Government troops have reclaimed control of an eastern Uzbek town where rebels announced they would build an Islamic state, and residents say the authorities have arrested the group's leaders.

    An Uzbek villager shows his passport at the Kyrgyz border

    On Thursday, some residents said that about 200 government soldiers occupied Korasuv, a town of 20,000 on the border with Kyrgyzstan, overnight and arrested rebel leader Bakhtiyor Rakhimov and several aides who had announced a plan to rule according to Islamic law.

    Other residents said the government troops numbered 1000.

    Russian news agency Interfax said on Thursday that government forces were in control of the town.

    "Armed units from the ministries of defence and interior, and border guard service ... have been drafted into the town and now fully control the situation there," the agency said in a report from the Kyrgyzstan capital of Bishkek, Reuters reported.

    Fear for safety

    Some residents said they heard no shots, but others reported sporadic gun fire. All declined to give their names, fearing for their safety during the government crackdown on the uprising.

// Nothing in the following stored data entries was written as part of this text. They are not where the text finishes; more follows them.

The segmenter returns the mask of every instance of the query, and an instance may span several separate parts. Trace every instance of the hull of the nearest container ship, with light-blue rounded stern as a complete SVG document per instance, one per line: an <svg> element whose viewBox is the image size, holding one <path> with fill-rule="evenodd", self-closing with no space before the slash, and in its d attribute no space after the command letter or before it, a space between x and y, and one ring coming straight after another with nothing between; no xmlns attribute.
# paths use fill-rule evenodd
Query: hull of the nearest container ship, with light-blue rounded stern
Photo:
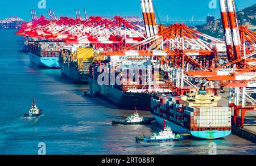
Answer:
<svg viewBox="0 0 256 166"><path fill-rule="evenodd" d="M159 125L163 125L163 118L156 116L155 114L152 114L152 116L155 118L156 122ZM166 126L170 126L171 129L175 132L175 133L179 133L179 134L184 134L184 133L189 133L191 134L193 137L196 138L203 138L203 139L218 139L218 138L223 138L228 136L229 134L231 134L231 131L229 130L210 130L210 131L190 131L185 129L182 126L179 126L177 124L174 124L173 122L170 121L166 121Z"/></svg>

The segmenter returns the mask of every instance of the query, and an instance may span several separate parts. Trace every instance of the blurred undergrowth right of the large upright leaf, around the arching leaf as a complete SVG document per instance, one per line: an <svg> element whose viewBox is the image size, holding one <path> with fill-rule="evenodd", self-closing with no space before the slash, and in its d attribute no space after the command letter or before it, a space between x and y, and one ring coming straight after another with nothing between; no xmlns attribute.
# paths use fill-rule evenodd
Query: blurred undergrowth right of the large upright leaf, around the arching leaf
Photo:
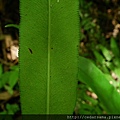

    Interfax had no reports of violence.

    The city of Andijan witnessed
    large-scale violence last Friday

    Government troops fired on protesters in the nearby Uzbek city of Andijan last Friday, killing hundreds, according to witnesses, and causing an international outcry.

    The authorities, who fled Korasuv when rioters attacked police and government offices on Saturday, returned in force on Thursday.

    Several border guards and about 20 soldiers in full combat gear toting Kalashnikovs stood guard near the bridge linking the town with Kyrgyzstan.

    Terrified Korasuv residents, who gathered nearby, said Rakhimov and at least three of his aides were arrested. Residents said some of those arrested were beaten by police and that arrests were continuing.

    Belligerent rebels

    The rebels in Korasuv did not appear to be armed on Wednesday. "We don't have weapons, but if they come and attack us we will fight even with knives," Rakhimov said.

    "We will be building an Islamic state here in accordance with the Quran," he said, presenting a new challenge to the government that is struggling to stabilise the Central Asian nation after the crackdown in Andijan.

    Uzbek President Islam Karimov has blamed the violence in Andijan on Muslim activists and denied firing on civilians, but an AP reporter and other witnesses saw troops firing on civilians.